Chloe’s Top 3 Reads for August

by Chloe Blades

1. Olive, by Emma Gannon

This is the kind of novel that will leave an imprint of your silhouette in your reading chair, because it’s difficult to pull yourself away from this one.

When Emma Gannon shared her decision to be childfree by choice she was met with you’ll change your mind one day, as if her conscious decision was seperate from the direction nature would take her in.

Unable to recognise herself in the protagonists on her shelf, she brought four characters to life in Olive that will resonate with women the world over. Four friends’ close knit bond starts to fray in the face of the choice all women are confronted by; whether or not they can and want to have children.

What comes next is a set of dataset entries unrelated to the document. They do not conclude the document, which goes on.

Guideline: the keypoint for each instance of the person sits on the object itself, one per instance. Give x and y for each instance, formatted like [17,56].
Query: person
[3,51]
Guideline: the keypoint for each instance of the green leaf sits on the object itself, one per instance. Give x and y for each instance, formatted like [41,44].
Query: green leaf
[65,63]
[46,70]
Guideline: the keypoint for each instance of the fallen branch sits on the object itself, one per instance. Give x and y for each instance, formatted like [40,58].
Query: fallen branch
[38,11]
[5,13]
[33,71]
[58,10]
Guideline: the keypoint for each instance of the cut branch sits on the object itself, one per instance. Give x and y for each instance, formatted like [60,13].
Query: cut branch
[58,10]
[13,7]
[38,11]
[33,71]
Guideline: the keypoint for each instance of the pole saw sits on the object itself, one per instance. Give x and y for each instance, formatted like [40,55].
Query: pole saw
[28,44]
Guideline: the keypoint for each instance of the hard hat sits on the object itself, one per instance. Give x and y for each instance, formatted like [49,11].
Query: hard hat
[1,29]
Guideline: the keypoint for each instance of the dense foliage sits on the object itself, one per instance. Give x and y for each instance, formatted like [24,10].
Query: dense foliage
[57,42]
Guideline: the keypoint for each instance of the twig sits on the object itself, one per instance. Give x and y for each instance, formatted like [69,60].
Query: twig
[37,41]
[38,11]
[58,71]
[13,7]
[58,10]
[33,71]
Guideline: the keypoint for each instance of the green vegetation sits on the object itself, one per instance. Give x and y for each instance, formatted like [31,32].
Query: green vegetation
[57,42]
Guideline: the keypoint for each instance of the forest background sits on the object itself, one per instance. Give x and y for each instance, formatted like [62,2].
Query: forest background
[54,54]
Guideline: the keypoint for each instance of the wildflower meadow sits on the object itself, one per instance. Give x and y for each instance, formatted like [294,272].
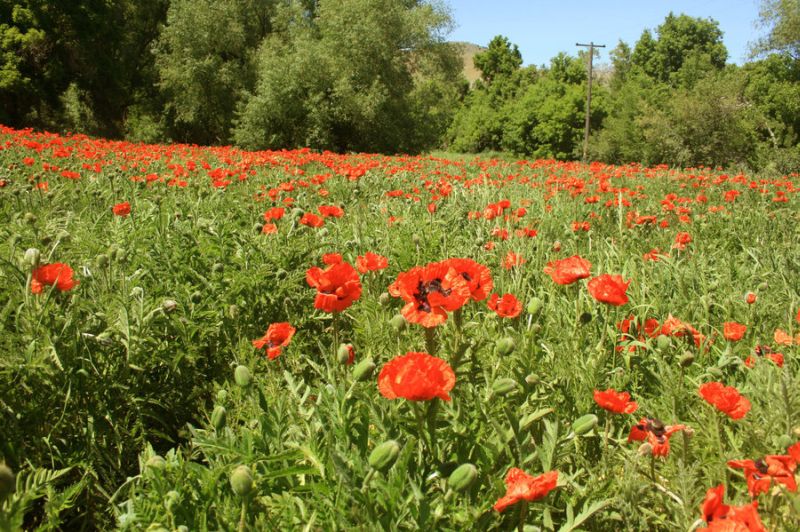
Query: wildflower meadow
[206,338]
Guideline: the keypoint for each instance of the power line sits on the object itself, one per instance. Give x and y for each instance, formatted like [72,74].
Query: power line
[591,47]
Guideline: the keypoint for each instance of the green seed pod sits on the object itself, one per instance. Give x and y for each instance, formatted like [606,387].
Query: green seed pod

Olive captures the shifting dynamics of female friendship when there is pregnancy, children, and the trauma of infertility in the circle; topics that could have been narrated with a tone matching the contention of them. Instead, Olive is moreish, comforting and warm with the simplicity of it mirroring and silencing the unencessity of society’s noise around women and motherhood.

(HarperCollins, pb, $33)

2. Outraged, by Ashley ‘Dotty’ Charles

Hailed as ‘the essential guide to living through the age of outrage’, Ashley ‘Dotty’ Charles, rapper and BBC 1Xtra presenter, explores how our age of outrage is debasing civil discourse as we cancel rather than discuss, shout rather than talk, and replace activism with clicktivism. This is a devilish, daring and perfectly succinct read.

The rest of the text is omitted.